Musa al-Sadr (1928-1978.), Yang dikenal sebagai
Imam Musa, adalah Muslim Syiah religius dan pemimpin yang berperan politik
dalam meningkatkan banyak kaum Syiah biasa di Lebanon Selatan sekaligus
mengurangi kekuatan elit Syiah. Al-Sadr pada tahun 1978 menghilang secara
misterius dan dianggap tewas.
2. Karya-karyanya
Selama masa hidupnya Musa al-sadr membuat beberapa karya,
diantaranya
a)
فلسفة تاريخ الإسلام (History 's Philosophy of Islam).
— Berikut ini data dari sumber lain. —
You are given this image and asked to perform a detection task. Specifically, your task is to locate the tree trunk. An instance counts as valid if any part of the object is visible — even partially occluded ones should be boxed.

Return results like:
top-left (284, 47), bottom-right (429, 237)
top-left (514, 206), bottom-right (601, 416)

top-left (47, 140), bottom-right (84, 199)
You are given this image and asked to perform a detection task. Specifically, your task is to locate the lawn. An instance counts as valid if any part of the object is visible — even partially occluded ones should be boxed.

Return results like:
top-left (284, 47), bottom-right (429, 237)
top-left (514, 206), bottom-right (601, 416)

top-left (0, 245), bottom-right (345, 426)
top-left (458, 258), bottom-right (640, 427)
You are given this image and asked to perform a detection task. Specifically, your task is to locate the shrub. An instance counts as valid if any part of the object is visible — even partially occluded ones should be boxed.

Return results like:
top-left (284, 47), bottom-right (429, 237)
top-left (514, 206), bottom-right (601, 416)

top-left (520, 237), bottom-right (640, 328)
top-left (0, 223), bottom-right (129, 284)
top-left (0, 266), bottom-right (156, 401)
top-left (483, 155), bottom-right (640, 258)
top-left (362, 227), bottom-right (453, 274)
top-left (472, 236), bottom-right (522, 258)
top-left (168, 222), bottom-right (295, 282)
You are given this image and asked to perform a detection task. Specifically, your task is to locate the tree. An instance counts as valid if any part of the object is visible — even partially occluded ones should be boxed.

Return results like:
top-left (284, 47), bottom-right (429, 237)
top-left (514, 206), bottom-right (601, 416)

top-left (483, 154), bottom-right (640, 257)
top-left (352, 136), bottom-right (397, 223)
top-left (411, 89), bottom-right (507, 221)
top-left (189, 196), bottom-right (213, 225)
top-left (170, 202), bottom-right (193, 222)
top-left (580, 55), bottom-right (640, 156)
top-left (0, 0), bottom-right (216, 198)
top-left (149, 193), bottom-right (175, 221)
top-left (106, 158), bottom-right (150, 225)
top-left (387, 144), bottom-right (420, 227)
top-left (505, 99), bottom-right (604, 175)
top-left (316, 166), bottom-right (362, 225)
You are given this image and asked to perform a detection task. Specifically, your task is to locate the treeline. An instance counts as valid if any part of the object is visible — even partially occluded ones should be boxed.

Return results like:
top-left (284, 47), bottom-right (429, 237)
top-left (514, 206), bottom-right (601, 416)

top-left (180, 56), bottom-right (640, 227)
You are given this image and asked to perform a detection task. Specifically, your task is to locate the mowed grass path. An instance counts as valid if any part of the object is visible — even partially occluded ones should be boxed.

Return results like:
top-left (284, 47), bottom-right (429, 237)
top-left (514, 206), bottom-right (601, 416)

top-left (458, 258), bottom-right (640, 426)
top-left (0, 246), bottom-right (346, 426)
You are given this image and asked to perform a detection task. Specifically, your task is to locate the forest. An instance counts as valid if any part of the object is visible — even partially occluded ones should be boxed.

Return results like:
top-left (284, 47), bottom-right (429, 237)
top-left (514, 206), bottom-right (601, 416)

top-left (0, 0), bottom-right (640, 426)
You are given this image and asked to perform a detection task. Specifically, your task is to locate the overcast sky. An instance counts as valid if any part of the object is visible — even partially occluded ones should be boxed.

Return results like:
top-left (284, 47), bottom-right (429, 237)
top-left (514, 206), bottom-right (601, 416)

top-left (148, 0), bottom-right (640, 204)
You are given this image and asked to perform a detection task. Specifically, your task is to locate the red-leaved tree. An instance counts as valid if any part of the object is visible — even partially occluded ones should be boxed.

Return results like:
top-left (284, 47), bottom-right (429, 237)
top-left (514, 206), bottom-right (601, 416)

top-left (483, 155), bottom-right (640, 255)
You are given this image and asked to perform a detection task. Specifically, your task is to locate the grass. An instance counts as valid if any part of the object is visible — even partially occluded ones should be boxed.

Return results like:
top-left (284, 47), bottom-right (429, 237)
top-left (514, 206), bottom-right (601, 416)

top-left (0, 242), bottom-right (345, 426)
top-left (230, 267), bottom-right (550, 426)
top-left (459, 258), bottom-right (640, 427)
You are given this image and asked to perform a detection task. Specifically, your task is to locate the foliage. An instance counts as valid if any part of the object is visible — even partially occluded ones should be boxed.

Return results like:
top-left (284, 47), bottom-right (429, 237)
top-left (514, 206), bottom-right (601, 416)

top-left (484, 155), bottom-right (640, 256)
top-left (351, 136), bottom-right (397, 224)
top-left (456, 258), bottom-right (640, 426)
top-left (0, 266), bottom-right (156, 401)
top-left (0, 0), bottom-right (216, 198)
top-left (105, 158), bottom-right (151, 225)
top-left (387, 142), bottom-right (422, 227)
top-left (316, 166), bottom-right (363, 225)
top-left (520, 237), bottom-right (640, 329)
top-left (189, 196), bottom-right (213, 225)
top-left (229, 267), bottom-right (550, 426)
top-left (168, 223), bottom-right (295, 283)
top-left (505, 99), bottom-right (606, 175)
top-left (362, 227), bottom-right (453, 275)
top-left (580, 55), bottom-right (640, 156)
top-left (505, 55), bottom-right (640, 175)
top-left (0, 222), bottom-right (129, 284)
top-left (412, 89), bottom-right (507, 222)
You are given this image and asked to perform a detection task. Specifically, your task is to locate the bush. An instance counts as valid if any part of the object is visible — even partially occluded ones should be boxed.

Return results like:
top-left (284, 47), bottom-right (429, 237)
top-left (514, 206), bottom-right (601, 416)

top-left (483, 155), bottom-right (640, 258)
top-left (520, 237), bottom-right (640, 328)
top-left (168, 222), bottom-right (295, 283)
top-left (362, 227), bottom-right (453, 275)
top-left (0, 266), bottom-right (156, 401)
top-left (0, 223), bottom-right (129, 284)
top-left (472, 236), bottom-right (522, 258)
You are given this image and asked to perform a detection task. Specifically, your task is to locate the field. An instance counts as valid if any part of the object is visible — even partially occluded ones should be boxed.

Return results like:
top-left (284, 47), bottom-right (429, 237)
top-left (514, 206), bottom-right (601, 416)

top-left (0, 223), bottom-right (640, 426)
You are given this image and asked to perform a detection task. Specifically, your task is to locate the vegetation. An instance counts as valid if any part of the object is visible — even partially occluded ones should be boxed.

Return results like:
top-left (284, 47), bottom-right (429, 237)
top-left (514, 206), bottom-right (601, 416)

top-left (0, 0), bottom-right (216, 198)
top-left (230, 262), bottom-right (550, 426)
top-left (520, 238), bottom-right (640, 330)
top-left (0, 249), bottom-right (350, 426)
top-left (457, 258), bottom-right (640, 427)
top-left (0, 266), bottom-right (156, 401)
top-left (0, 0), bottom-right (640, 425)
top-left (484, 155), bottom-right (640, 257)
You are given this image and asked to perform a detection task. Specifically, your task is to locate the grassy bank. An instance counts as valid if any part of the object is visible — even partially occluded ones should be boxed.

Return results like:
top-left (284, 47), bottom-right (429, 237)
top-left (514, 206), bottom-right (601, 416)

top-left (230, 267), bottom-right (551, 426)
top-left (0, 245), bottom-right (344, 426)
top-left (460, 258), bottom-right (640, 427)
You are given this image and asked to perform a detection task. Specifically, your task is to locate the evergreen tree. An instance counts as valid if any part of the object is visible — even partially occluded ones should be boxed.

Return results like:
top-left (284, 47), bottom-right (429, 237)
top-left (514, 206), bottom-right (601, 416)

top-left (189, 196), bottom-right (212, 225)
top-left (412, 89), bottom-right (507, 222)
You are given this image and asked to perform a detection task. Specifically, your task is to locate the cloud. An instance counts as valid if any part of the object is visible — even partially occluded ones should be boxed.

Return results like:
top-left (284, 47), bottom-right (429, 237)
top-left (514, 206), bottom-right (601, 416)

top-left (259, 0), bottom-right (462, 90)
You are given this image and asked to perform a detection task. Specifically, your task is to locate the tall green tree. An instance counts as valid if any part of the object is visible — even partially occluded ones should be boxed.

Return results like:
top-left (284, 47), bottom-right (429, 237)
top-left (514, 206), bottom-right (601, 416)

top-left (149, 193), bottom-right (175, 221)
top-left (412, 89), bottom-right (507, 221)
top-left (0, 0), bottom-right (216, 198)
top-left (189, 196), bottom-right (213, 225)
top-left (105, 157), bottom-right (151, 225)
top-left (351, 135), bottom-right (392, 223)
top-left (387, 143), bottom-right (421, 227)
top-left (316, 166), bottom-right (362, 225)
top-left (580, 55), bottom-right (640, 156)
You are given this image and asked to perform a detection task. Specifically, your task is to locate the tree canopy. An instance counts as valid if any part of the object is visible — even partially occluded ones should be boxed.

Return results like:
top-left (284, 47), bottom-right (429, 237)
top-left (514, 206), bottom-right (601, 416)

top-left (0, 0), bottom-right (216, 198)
Berisi tentang sejarah dari filsafat Islam.
b)
Magazine Makatib-i
Islami
Adalah buku pelajaran sekolah yang berisi tentang ilmu Islam
(fiqih)
3. Pemikiran
a)
Sejarah
Filsafat Islam
Sejarah dan Filsafat Islam perlu kita kaji sedetail mungkin,
karena ini adalah sebahagian dari ilmu yang mayoritas berkembang lambat laun
dan banyak orang belum memahami tentang sejarah dan perkembangan filsafat dalam
Islam, karena sejarah dan filsafat Islam adalah satu dari sekian banyak
ilmu yang sukar didalami.
Meski pada umumnya Filsafat Islam dipercayai sebagai berawal dari
Al-Kindi (801-873), tetapi ada catatan bahwa orang Islam yang pertama yang
disebut sebagai filosof adalah Iransyahri. Pemilihan Al-Kindi sebagai filosof
pertama dalam sejarah Islam tentu terkait dengan kenyataan bahwa Al-Kindi lah
orang yang pertama yang berusaha merumuskan secara sistematis apa itu
filsafat Islam. Dia memang dikenal sebagai orang Mu’Tazili (pengikut Mazhab
Rasionalistik dalam teologi Islam), karena posisinya sebagai filosof awal Islam
dan dialah yang menulis buku (Al-Falasafah Au-l-‘Ula). Dalam buku ini Al-Kindi
menunjukkan bahwa concern (Filsafat Pertama) atau Metafisika, sesungguhnya sama
dengan teologi, yakni tentang Tuhan.
Dalam sejarah dan perkembangan Filsafat dalam teologi Islam,
penulis akan menguraikan secara umum tahapan perkembangannya :
-
Filosofis Al-Kindi pada
tahun (801-873). Pada masa awal Islam filsafat ini berkembang secara
perlahan-lahan, hingga dapat mempengaruhi beberapa tokoh Islam pada masa itu,
sebagai bukti bahwa disini mulanya filsafat Islam, Al-Kindi pernah menulis sebuah
buku yang berjudul (Al-Falasafah Au-l-‘Ula).
-
Filosofis Al-Farabi pada
Tahun (870-950). Pada masa ini Al-Farabi dikenal sebagai tokoh filosofi
Islam yang mengambil teori berfilsafat dari Al-Kindi dan dikembangkan melalui
karya karyanya.
-
Filosofis Ibnu Sina pada
tahun (980-1037). Pada masa ini Ilmu filsafat Islam dikembangkan oleh Ibnu Sina
menjadi berbagai demensi kedesiplinan Ilmu dalam filsafat Islam, sehingga Ibnu
Sina berhak mendapat julukan sebagai Filosofis Peripatetik muslim orang barat
menyebutkan Par Excellennce , padahal pada masa itu Ibnu Sina baru
berusia sepuluh Tahun, dan dan ia mahir dalam mendalami ilmu kedokteran disaat
usianya enam belas tahun , Ibnu Sina pernah berguru kepada Al-Farabi dalam ilmu
Filsafat, sebagaimana yang tercantum dalam autobiografinya; ia terang-terangan
mengakui berutang budi kepada Al-Farabi, dan ada juga pendapat Ibnu Sina yang
bertentangan dengan pendapat Al-Farabi tentang filsafat.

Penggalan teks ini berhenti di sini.